Eine echte Entdeckung: Der Verleihung des Nobelpreises für Literatur 2021 an Abdulrazak Gurnah verdanken wir die deutschsprachige Wiederauflage seines 1994 erschienenen Romans „Das verlorene Paradies“.

Vordergründig erzählt Abdulrazak Gurnah eine Coming of Age-Geschichte. Yusuf lebt mit seinen Eltern in bescheidenen Verhältnissen irgendwo auf dem Gebiet des heutigen Tansania. In der Hoffnung auf eine bessere Zukunft hatte sich sein Vater verschuldet. Da er die Schulden nicht tilgen kann, wird der 12-jährige Yusuf als Sklave dem Gläubiger, Onkel Aziz, mitgegeben.

In den kommenden Jahren findet er in Khalil, einem weiteren verpfändeten jungen Mann, einen großen Bruder. Khalils Überlebensstrategie lautet Unterwürfigkeit. Yusuf hingegen entwickelt sich zu einem besonders hübschen und klugen jungen Mann. Das weckt Begehrlichkeiten und wird zur Gefahr für Yusuf.

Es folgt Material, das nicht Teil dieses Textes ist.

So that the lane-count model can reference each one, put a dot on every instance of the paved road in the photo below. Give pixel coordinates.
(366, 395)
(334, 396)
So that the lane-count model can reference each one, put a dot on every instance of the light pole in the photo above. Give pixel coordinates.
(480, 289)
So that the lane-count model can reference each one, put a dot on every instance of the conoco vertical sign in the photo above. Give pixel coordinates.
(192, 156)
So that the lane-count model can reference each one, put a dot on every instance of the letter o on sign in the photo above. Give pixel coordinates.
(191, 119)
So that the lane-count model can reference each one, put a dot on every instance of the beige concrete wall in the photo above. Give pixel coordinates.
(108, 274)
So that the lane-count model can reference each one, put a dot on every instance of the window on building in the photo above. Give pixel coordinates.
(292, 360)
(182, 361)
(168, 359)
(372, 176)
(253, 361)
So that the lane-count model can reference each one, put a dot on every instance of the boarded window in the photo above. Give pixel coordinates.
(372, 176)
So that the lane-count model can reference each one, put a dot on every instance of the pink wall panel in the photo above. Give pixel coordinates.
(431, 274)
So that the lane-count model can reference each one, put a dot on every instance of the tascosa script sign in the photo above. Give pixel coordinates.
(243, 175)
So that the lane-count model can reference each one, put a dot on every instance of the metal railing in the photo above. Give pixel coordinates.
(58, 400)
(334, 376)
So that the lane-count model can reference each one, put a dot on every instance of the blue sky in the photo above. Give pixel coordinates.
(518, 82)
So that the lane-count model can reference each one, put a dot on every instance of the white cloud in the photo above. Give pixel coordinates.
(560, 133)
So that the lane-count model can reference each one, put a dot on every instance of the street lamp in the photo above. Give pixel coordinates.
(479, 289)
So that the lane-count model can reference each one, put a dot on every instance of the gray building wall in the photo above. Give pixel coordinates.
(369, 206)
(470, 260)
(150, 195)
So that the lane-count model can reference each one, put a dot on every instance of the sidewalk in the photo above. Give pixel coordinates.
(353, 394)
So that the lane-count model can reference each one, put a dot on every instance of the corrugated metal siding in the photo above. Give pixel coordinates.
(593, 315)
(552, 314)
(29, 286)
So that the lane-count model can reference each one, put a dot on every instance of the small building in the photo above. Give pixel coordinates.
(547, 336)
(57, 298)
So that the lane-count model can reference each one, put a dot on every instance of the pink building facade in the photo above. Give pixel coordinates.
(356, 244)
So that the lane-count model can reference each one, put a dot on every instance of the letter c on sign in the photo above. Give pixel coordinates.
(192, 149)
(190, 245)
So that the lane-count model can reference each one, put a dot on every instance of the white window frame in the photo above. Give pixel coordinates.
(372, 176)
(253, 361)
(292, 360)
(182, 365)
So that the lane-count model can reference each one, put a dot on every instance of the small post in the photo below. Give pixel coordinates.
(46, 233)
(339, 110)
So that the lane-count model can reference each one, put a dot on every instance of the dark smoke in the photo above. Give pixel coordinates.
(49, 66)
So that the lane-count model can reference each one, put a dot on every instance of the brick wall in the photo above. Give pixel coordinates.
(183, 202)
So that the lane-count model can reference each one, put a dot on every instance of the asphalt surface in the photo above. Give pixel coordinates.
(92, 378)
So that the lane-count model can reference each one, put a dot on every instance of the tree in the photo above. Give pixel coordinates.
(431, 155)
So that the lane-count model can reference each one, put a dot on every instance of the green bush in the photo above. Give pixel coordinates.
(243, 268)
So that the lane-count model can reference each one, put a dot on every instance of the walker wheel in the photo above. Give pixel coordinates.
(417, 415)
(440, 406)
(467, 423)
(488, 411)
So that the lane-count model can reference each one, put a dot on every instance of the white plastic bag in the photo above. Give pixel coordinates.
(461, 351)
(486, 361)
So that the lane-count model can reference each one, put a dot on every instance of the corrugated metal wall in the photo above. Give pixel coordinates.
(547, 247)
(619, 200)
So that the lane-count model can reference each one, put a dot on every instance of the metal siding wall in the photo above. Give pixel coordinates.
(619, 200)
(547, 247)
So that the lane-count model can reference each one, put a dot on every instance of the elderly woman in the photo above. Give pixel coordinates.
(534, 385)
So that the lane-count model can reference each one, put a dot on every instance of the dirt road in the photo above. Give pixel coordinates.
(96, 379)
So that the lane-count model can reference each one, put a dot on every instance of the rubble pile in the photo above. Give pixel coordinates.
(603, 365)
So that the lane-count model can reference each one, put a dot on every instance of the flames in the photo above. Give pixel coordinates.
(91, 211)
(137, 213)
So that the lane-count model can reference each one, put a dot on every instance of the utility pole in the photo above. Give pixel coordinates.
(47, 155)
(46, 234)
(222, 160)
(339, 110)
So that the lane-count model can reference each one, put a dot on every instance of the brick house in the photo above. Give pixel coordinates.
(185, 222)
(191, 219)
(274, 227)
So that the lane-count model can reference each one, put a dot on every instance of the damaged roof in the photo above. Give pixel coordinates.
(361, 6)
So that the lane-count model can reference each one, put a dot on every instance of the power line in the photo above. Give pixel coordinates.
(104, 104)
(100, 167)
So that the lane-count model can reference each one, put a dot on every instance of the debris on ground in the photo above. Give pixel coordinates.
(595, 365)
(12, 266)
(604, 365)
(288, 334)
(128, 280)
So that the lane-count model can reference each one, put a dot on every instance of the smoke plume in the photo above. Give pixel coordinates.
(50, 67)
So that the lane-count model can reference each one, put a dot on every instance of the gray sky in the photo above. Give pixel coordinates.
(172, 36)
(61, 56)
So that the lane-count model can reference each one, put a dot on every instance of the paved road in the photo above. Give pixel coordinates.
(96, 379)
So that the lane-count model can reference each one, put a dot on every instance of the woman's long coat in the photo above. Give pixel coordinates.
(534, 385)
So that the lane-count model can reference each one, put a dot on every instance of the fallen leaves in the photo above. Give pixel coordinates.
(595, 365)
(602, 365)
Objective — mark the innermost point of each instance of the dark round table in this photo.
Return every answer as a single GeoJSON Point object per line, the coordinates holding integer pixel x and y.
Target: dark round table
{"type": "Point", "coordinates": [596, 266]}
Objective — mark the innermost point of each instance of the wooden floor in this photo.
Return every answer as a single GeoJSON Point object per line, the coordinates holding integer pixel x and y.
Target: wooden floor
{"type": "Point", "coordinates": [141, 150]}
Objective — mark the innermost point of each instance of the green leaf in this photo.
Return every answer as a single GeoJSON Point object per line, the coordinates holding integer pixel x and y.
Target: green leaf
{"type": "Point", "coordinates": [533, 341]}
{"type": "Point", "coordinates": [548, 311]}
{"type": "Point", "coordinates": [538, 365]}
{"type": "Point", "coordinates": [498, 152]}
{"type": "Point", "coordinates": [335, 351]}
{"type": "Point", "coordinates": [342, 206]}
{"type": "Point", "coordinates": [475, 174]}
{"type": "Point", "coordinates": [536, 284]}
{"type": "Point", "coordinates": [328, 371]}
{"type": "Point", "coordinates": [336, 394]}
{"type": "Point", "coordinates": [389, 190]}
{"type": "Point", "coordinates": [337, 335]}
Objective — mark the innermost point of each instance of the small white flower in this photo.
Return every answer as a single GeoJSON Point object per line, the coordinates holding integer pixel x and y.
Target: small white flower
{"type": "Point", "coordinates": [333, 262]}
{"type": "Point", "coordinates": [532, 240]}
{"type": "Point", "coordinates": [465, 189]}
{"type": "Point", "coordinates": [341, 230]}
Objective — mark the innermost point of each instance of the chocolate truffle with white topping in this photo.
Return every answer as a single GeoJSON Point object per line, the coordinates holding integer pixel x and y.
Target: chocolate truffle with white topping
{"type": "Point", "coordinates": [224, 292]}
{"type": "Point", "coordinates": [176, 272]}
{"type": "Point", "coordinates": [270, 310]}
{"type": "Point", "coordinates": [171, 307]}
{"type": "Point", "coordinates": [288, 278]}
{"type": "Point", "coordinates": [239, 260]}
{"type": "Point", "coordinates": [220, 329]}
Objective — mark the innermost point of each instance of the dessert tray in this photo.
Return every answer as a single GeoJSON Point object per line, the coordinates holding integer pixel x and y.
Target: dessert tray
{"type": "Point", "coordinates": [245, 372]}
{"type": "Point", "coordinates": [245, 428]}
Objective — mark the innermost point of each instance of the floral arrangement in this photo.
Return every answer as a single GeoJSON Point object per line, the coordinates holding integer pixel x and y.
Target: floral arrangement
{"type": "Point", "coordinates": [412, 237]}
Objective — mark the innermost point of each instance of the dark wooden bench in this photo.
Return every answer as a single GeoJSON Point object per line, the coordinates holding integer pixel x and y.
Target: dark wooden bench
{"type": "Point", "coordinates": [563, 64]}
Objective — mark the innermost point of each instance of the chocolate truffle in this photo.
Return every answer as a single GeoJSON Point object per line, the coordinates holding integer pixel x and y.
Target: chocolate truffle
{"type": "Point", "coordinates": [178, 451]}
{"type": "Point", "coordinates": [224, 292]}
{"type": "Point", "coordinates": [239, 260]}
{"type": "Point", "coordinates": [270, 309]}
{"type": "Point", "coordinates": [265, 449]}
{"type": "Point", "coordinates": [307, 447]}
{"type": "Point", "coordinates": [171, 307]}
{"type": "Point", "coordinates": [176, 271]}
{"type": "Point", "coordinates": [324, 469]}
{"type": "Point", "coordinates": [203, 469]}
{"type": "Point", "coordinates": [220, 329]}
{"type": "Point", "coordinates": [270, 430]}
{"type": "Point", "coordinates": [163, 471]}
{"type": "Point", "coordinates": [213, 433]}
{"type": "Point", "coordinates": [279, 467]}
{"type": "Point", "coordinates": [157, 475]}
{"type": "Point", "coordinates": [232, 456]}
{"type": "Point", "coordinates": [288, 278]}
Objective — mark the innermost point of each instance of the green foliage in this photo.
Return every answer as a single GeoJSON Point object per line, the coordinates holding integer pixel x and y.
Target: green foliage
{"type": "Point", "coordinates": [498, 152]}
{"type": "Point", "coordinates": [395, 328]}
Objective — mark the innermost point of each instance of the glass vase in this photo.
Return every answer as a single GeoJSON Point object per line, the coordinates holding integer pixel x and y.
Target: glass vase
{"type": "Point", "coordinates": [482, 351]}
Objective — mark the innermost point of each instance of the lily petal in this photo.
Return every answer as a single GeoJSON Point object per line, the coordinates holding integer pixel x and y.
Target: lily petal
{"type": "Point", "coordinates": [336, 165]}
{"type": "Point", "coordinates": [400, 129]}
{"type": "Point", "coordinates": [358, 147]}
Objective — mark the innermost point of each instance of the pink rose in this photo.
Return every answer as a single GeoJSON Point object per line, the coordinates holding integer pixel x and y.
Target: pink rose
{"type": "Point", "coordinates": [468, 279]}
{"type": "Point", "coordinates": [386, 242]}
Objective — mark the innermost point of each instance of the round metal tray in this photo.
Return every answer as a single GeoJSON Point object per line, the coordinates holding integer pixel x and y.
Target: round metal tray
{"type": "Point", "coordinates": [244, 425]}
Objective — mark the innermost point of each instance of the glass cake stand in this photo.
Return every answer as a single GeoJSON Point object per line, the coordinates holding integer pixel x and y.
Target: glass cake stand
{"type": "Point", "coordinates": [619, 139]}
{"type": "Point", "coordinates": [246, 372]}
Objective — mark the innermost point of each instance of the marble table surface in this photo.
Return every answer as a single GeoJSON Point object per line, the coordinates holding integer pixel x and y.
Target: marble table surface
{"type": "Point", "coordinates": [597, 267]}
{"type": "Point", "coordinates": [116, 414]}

Der persönliche Kampf des Jungen um seine Freiheit steht symptomatisch für die Unterdrückung der Menschen in Tansania, ob durch den Islam mit seinen strengen Auslegungen, die insbesondere Frauen jeder Freiheit beraubt, oder durch die europäischen Kolonialherren, die an Grausamkeit und Boshaftigkeit alle bisherigen Übel noch zu überbieten scheinen.

Wie können sich Menschen angesichts all dieser äußeren Zwänge eine innere Freiheit erkämpfen oder gar bewahren? Ist das verlorene Paradies wirklich ein Verlust?

Abdulrazak Gurnah führt mit seiner Geschichte mitten in einem multiethnischen und multikulturellen Kontinent um 1900 und beschreibt zugleich einen universellen menschlichen Konflikt.

Hoffentlich folgen im Zuge der Nobelpreisverleihung weitere Übersetzungen seiner Werke ins Deutsche!

Hinweis: Vielen Dank an den Verlag für das Rezensionsexemplar! Die Bereitstellung eines Rezensionsexemplars hat keinerlei Einfluss auf meine Rezension.